- Przez całą noc służby inwigilowały TV Republika, by śledzić posła Dariusza Mateckiego. Na jakiej podstawie była inwigilowana nasza stacja, skoro dziś prokurator twierdzi, że nie mieli dokumentów na jego zatrzymanie - powiedział dzisiaj na antenie TV Republika redaktor naczelny stacji, Tomasz Sakiewicz.
Dzisiaj ABW zatrzymało na ul. Towarowej zmierzającego do prokuratury posła Dariusza Mateckiego.
Wczoraj Sejm RP przegłosował zgodę na zatrzymanie i tymczasowe aresztowanie posła PiS Dariusza Mateckiego. Wniosek prokuratury związany jest ze śledztwem ws. Funduszu Sprawiedliwości. Wcześniej - w środę wieczorem - Matecki sam zrzekł się immunitetu w tej sprawie.
W czwartek wczesnym popołudniem poseł PiS Dariusz Matecki, pojawił się w budynku Prokuratury Krajowej w celu złożenia zeznań.
- Uważam, że to mój obowiązek. Pomimo tego, że jest to nielegalnie przejęta Prokuratura, to mój obowiązek przed wyborcami, by wytłumaczyć się z zarzutów, które pojawiają się publicznie z ust polityków obozu rządzącego i mediów - mówił. Prokurator jednak nie znalazł czasu na jego przesłuchanie.
Dzisiaj rzecznik PK, Przemysław Nowak, stwierdził, że czynności nie podjęto, bo prokuratura "nie otrzymała wówczas dokumentacji z Sejmu".
W czwartek popołudniu poseł Matecki przebywał w redakcji Telewizji Republika, oczekując na zatrzymanie. Przed siedzibą stacji zgromadziły się osoby solidaryzujące się z politykiem.
Dziś redaktor naczelny stacji, Tomasz Sakiewicz, przekazał, że służby inwigilowały budynek TV Republika.
- Prokurator, zanim się zupełnie rozpłakał, bo mam wrażenie, że jego telepało z nerwów (...), tłumaczył, że nie mogli podjąć działania wobec Mateckiego, bo nie mieli żadnych papierów z Sejmu, gdy on się do nich zgłosił - powiedział Sakiewicz.
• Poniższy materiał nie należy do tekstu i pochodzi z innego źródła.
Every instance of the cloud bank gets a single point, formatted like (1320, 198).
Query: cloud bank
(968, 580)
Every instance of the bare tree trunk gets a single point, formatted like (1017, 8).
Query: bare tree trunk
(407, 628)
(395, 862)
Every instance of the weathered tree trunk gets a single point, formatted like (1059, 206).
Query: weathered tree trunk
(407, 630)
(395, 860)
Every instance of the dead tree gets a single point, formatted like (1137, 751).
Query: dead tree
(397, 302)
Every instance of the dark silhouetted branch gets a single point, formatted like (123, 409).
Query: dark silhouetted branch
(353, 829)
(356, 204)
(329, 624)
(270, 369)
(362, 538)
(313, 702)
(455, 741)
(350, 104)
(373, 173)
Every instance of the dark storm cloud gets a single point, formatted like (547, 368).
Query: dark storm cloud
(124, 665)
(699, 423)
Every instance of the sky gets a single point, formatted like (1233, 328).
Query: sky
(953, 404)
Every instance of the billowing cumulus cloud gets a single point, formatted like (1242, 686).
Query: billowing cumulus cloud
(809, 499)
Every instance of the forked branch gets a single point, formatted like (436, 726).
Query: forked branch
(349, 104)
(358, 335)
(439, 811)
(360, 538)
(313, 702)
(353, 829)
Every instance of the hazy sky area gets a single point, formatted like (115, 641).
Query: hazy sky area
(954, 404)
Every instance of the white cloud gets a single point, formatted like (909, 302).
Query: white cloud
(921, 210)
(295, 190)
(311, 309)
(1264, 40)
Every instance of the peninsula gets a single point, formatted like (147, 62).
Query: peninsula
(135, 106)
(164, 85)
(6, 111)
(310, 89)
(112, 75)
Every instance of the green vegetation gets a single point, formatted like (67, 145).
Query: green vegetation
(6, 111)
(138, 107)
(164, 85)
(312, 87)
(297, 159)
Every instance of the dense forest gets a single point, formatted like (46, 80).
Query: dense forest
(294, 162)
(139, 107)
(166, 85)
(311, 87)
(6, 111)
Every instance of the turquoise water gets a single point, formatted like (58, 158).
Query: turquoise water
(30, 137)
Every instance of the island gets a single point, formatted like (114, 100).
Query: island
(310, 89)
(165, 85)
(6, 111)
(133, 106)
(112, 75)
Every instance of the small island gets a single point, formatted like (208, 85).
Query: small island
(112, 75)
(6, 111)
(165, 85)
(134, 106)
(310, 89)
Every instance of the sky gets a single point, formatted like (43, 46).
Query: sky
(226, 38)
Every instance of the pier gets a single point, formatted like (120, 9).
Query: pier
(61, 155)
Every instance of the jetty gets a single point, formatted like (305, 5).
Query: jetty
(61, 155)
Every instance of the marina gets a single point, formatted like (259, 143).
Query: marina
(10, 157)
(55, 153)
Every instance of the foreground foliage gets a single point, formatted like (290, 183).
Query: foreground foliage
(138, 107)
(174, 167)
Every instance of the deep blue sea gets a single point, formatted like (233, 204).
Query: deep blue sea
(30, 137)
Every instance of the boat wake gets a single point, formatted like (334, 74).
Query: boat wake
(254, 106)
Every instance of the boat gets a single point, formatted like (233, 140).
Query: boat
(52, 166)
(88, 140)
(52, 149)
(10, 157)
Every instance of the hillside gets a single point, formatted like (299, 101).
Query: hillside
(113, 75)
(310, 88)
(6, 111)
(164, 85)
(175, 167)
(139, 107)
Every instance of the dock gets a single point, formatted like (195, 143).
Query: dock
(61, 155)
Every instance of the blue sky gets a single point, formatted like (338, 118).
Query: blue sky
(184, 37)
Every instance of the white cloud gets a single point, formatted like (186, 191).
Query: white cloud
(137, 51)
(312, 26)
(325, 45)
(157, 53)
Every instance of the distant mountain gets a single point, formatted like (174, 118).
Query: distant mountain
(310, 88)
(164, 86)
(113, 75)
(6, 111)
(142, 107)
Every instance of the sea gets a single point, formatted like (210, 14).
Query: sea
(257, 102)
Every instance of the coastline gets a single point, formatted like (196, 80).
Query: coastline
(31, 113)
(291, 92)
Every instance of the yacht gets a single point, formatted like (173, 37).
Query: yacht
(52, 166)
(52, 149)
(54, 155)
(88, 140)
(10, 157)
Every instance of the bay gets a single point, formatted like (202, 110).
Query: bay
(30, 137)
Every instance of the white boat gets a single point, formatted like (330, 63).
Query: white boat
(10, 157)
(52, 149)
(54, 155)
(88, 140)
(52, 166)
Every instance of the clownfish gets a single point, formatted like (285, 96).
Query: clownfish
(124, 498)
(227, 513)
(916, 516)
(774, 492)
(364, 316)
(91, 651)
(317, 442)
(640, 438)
- Tymczasem, przez całą noc służby specjalne inwigilowały Republikę - na co mamy dowody i będziemy je publikować w swoim czasie - żeby śledzić posła Mateckiego. Na jakiej podstawie zatem redakcja Republiki była inwigilowana? Nie zdecydowali się na atak, bo podczas poprzedniej akcji zrozumieli, że nie pozwolimy tutaj nikomu wejść. Dlaczego użyto środki operacyjne na poziomie co najmniej walki kontrwywiadów, szpiegostwa ws. o naruszenie rzekomo Kodeksu pracy. Z tego powodu używa się środków operacyjnych takich jak przy zatrzymaniu dużej siatki szpiegowskiej. Mamy do czynienia z potężnym zamachem na podstawowe wartości i wolności
- dodał.
Prokurator Nowak pytany podczas briefingu prasowego o inwigilowanie stacji - konsekwentnie zaprzeczał.